Now we find that the general sense of God-forsakenness expressed itself principally in two directions. On the one hand it led to the multiplication of false objects of worship to supply the place of Him who was regarded as the proper tutelary Divinity of Israel; on the other hand, it produced a reckless, devil-may-care spirit of resistance against any odds, such as was natural to men who had only material interests to fight for, and nothing to trust in but their own right hand. Syncretism in religion and fatalism in politics-these were the twin symptoms of the decay of faith among the upper classes in Jerusalem. But these belong to two different parts of the vision which we must now distinguish.


The first part deals with the departure of Jehovah as caused by religious offences perpetrated in the Temple, and with the return of Jehovah to destroy the city on account of these offences. The prophet is transported in "visions of God" to Jerusalem and placed in the outer court near the northern gate, outside of which was the site where the "image of Jealousy" had stood in the time of Manasseh. Near him stands the appearance which he had learned to recognise as the glory of Jehovah, signifying that Jehovah has, for a purpose not yet disclosed, revisited His Temple. But first Ezekiel must be made to see the state of things which exists in this Temple which had once been the seat of God’s presence. Looking through the gate to the north, he discovers that the image of Jealousy has been restored to its old place. This is the first and apparently the least heinous of the abominations that defiled the sanctuary.

The second scene is the only one of the four which represents a secret cult. Partly perhaps for that reason it strikes our minds as the most repulsive of all; but that was obviously not Ezekiel’s estimate of it. There are greater abominations to follow. It is difficult to understand the particulars of Ezekiel’s description, especially in the Hebrew text (the LXX is simpler); but it seems impossible to escape the impression that there was something obscene in a worship where idolatry appears as ashamed of itself. The essential fact, however, is that the very highest and most influential men in the land were addicted to a form of heathenism, whose objects of worship were pictures of "horrid creeping things, and cattle, and all the gods of the house of Israel." The name of one of these men, the leader in this superstition, is given, and is significant of the state of life in Jerusalem shortly before its fall.
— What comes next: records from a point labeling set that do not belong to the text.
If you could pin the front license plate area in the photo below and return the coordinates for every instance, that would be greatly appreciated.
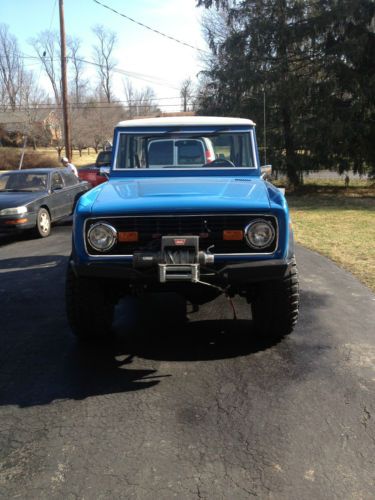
(178, 272)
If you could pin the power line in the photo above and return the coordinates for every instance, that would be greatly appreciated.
(138, 76)
(149, 28)
(114, 105)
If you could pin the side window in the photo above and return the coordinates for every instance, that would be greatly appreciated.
(57, 182)
(70, 179)
(190, 152)
(160, 153)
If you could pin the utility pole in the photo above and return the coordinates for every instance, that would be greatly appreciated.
(64, 82)
(264, 126)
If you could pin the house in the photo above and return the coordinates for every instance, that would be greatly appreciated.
(41, 126)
Jaazaniah was the son of Shaphan, who is probably identical with the chancellor of Josiah’s reign whose sympathy with the prophetic teaching was evinced by his zeal in the cause of reform. We read of other members of the family who were faithful to the national religion, such as his son Ahikam, also a zealous reformer, and his grandson Gedaliah, Jeremiah’s friend and patron, and the governor appointed over Judah by Nebuchadnezzar after the taking of the city. The family was thus divided both in religion and politics. While one branch was devoted to the worship of Jehovah and favoured submission to the king of Babylon, Jaazaniah belonged to the opposite party and was the ringleader in a peculiarly obnoxious form of idolatry.

The third "abomination" is a form of idolatry widely diffused over Western Asia-the annual mourning for Tammuz. Tammuz was originally a Babylonian deity (Dumuzi), but his worship is specially identified with Phoenicia, whence under the name Adonis it was introduced into Greece. The mourning celebrates the death of the god, which is an emblem of the decay of the earth’s productive powers, whether due to the scorching heat of the sin or to the cold of winter. It seems to have been a comparatively harmless rite of nature-religion, and its popularity among the women of Jerusalem at this time may be due to the prevailing mood of despondency which found vent in the sympathetic contemplation of that aspect of nature which most suggests decay and death.
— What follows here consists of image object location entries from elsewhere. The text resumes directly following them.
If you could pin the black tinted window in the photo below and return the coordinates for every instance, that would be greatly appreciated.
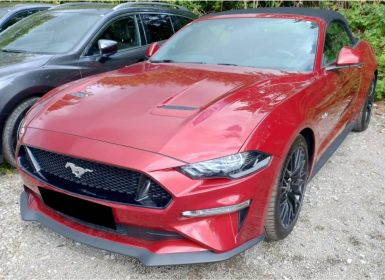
(17, 17)
(48, 32)
(336, 38)
(158, 27)
(179, 22)
(123, 31)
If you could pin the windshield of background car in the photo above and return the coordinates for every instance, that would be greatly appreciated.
(47, 32)
(3, 11)
(266, 43)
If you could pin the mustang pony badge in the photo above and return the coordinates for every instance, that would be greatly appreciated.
(77, 170)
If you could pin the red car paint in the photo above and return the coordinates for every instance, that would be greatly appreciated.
(119, 121)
The last and greatest of the abominations practised in and near the Temple is the worship of the sun. The peculiar enormity of this species of idolatry can hardly lie in the object of adoration; it is to be sought rather in the place where it was practised, and in the rank of those who took part in it, who were probably priests. Standing between the porch and the altar, with their backs to the Temple, these men unconsciously expressed the deliberate rejection of Jehovah which was involved in their idolatry. The worship of the heavenly bodies was probably imported into Israel from Assyria and Babylon, and its prevalence in the later years of the monarchy was due to political rather than religious influences. The gods of these imperial nations were esteemed more potent than those of the states which succumbed to their power, and hence men who were losing confidence in their national deity naturally sought to imitate the religions of the most powerful peoples known to them.
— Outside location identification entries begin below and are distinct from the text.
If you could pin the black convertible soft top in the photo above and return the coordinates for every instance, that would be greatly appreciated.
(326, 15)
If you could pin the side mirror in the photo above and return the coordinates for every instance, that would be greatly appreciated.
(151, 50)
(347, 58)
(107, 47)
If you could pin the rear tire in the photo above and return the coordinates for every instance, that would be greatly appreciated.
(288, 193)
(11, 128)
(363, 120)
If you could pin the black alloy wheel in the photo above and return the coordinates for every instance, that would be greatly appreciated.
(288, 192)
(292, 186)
In the arrangement of the four specimens of the religious practices which prevailed in Jerusalem, Ezekiel seems to proceed from the most familiar and explicable to the more outlandish defections from the purity of the national faith. At the same time his description shows how different classes of society were implicated in the sin of idolatry-the elders, the women, and the priests. During all this time the glory of Jehovah has stood in the court, and there is something very impressive in the picture of these infatuated men and women preoccupied with their unholy devotions and all unconscious of the presence of Him whom they deemed to have forsaken the land. To the open eye of the prophet the meaning of the vision must be already clear, but the sentence comes from the mouth of Jehovah Himself: "Hast thou seen, Son of man? Is it too small a thing for the house of Judah to practise the abominations which they have here practised, that they must also fill the land with violence, and (so) provoke Me again to anger? So will I act towards them in anger: My eye shall not pity, nor will I spare." {Ezekiel 8:17-18}

The last words introduce the account of the punishment or Jerusalem, which is given of course in the symbolic form suggested by the scenery of the vision. Jehovah has meanwhile risen from His throne near the cherubim, and stands on the threshold of the Temple. There He summons to His side the destroyers who are to execute His purpose-six angels, each with a weapon of destruction in his hand. A seventh of higher rank clothed in linen appears with the implements of a scribe in his girdle. These stand "beside the brasen altar," and await the commands of Jehovah. The first act of the judgment is a massacre of the inhabitants of the city, without distinction of age or rank or sex. But, in accordance with his strict view of the Divine righteousness, Ezekiel is led to conceive of this last judgment as discriminating carefully between the righteous and the wicked. All those who have inwardly separated themselves from the guilt of the city by hearty detestation of the iniquities perpetrated in its midst are distinguished by a mark on their foreheads before the work of slaughter begins. What became of this faithful remnant it does not belong to the vision to declare. Beginning with the twenty men before the porch, the destroying angels follow the man with the inkhorn through the streets of the city, and slay all on whom he has not set his mark. When the messengers have gone out on their dread errand, Ezekiel, realising the full horror of a scene which he dare not describe, falls prostrate before Jehovah, deprecating the outbreak of indignation which threatened to extinguish "the remnant of Israel." He is reassured by the declaration that the guilt of Judah and Israel demands no less a punishment than this, because the notion that Jehovah had forsaken the land had opened the floodgates of iniquity, and filled the land with bloodshed and the city with oppression. Then the man in the linen robes returns and announces, "It is done as Thou hast commanded."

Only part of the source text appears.